Kafka Connect Log Format

Kafka Connect is a framework for connecting Kafka with other systems such as LogScale. If you have your data in Kafka consider this approach for sending data to LogScale. We have worked with Confluent, achieved Gold Verification, and are now able to offer our new Kafka Connector which uses our fast and efficient HEC endpoint. You can get started by visiting the Confluent Hub page or the GitHub repository.

LogScale HEC Kafka Connector

This guide provides step-by-step guidance on how to build, integrate and operate the LogScale HEC connector within the Kafka platform.

The purpose of the LogScale HEC Sink connector is to read messages from a Kafka topic and submit them as events to the Ingesting with HTTP Event Collector (HEC) of a running LogScale system.

Installation

The LogScale HEC connector uses maven to build and test itself. The version of Kafka to build for is indicated in the pom.xml file by the line:

xml
<kafka.version>2.2.0</kafka.version>

Out of the box, Kafka 2.2.0 is supported. This can (and should) be changed to match your current Kafka or Confluent Platform version; to check which version this is, refer to the Confluent Platform Versions page.

Scripts are provided to automatically build and package the connector jar. bin/compile.sh automatically compiles and packages the connector, with the resulting "uber jar" located at target/kafka-connect-hec-sink-1.0-SNAPSHOT-jar-with-dependencies.jar.

Alternatively, you can run:

shell
mvn -DskipTests=true clean install
mvn -DskipTests=true assembly:assembly -DdescriptorId=jar-with-dependencies

Installing on plain Kafka

To install the connector for "plain Kafka", copy the uber jar kafka-connect-hec-sink-1.0-SNAPSHOT-jar-with-dependencies.jar into the KAFKA_HOME/libs/ folder.
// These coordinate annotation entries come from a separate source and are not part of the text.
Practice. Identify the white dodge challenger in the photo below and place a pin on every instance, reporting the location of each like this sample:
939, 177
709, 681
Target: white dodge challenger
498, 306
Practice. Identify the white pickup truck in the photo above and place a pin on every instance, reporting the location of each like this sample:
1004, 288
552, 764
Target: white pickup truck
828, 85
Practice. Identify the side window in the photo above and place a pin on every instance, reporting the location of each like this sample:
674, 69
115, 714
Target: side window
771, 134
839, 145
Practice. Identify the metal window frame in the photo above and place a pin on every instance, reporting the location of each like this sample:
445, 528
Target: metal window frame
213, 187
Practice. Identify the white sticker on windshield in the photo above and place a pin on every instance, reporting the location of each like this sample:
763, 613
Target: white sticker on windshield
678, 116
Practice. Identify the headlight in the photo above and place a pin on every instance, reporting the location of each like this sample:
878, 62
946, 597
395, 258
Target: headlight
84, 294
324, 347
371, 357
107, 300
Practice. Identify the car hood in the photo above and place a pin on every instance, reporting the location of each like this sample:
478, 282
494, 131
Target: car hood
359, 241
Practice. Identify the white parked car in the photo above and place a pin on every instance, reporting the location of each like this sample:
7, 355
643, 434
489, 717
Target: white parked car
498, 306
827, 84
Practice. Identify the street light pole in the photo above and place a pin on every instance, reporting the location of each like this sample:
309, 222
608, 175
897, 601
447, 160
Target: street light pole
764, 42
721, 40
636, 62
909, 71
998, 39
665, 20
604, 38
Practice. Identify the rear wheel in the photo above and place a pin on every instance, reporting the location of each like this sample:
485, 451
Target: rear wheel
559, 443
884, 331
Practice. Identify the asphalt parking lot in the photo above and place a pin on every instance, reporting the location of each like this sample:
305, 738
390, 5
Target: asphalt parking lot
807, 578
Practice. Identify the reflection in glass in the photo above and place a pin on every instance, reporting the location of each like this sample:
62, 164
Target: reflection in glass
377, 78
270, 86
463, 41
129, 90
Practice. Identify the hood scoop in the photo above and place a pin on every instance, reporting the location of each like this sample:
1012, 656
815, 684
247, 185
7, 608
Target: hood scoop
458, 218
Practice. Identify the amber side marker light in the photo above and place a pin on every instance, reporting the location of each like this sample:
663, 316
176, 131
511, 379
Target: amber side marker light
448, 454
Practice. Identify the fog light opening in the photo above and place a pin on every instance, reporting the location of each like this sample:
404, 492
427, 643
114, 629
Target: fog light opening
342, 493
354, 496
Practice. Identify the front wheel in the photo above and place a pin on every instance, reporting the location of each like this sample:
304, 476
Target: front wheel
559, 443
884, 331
Set your configuration properties in KAFKA_HOME/config/connect-distributed.properties and KAFKA_HOME/config/connect-standalone.properties.

Installing on the Confluent platform

To install the connector for the Confluent platform, build the uber jar and copy it into the proper directory

shell
mkdir /CONFLUENT_HOME/share/java/kafka-connect-hec-sink
cp target/kafka-connect-hec-sink-1.0-SNAPSHOT-jar-with-dependencies.jar /CONFLUENT_HOME/share/java/kafka-connect-hec-sink/.

See the Install Connectors Confluent page for more information.

Creating a Confluent Hub Archive

This connector utilizes the kafka-connect-maven-plugin maven plugin to create a Confluent Hub compatible archive. Use mvn package to create the archive target/components/packages/humio-kafka-connect-hec-sink-1.0-SNAPSHOT.zip.

Configuration

For an example configuration using standalone mode, refer to config/HECSinkConnector.properties, and for distributed mode, refer to src/test/resources/config/json_sink_connector.json.

Configuration Properties

Property Description
humio.hec.url URL to the LogScale HEC endpoint, like http://machine:3000/api/v1/ingest/hec. This configuration element must be a non-empty string and is required.
humio.repo Name of the LogScale repo you wish to send data to, such as sandbox. This configuration element must be a non-empty string and is required.
humio.hec.ingest_token The ingest token as supplied by your LogScale installation, for example, 2dWGywwQOtncDPt8c41ccycfWcWG. You can find this value within the LogScale interface for a specific repo under Settings. This configuration element must be a non-empty string and is required.
humio.hec.buffer_size Maximum number of events to send per call to the HEC endpoint. This configuration element must be an integer greater than zero and is required.
humio.hec.fields.topic When set, defines the name of the field which will automatically be set to hold the Kafka topic name the event originated from. It may be useful to use a tag, like #httpd. This configuration element must be a non-empty string and is optional.
humio.hec.fields.partition When set, defines the name of the field which will automatically be set to the partition of the Kafka topic the event originated from. This configuration element must be a non-empty string and is optional.
humio.hec.fields.use_kafka_timestamp When true, will automatically set the time field of every event sent to the HEC endpoint to the Kafka message time value. This configuration element must be either true or false and is optional.
humio.hec.retry.max Maximum number of times a call to the HEC endpoint will be retried before failing (and throwing an exception). This configuration element is optional, with a default value of 10 retries.
humio.hec.retry.delay_sec Related to humio.hec.retry.max, retries use an exponential backoff strategy with an initial delay of humio.hec.retry.delay_sec seconds and is optional. Default value is 10 seconds.
humio.hec.ignore_parsing_errors When true, ignore parsing errors during operation as a result of transforming the message into a LogScale HEC message. If a message cannot be parsed, it will be skipped. Topic name, partition id, and Kafka offset are logged (DEBUG level). Also see metric com.humio.connect.hec.HECSinkTask.parsing-errors. Default value is false. NOTE: you may be more interested in the Kafka Connect configuration option errors.tolerance, see link below.
humio.hec.log_parsing_errors When true, log parsing errors (INFO level) as a result of transforming the message into a LogScale HEC message. Topic name, partition id, kafka offset, & native Kafka Connect sinkRecord and sinkRecord.value (as strings) are logged. Also see metric com.humio.connect.hec.HECSinkTask.parsing-errors. Default value is true. NOTE: you may be more interested in the Kafka Connect configuration option errors.log.enable & errors.log.include.messages, see link below.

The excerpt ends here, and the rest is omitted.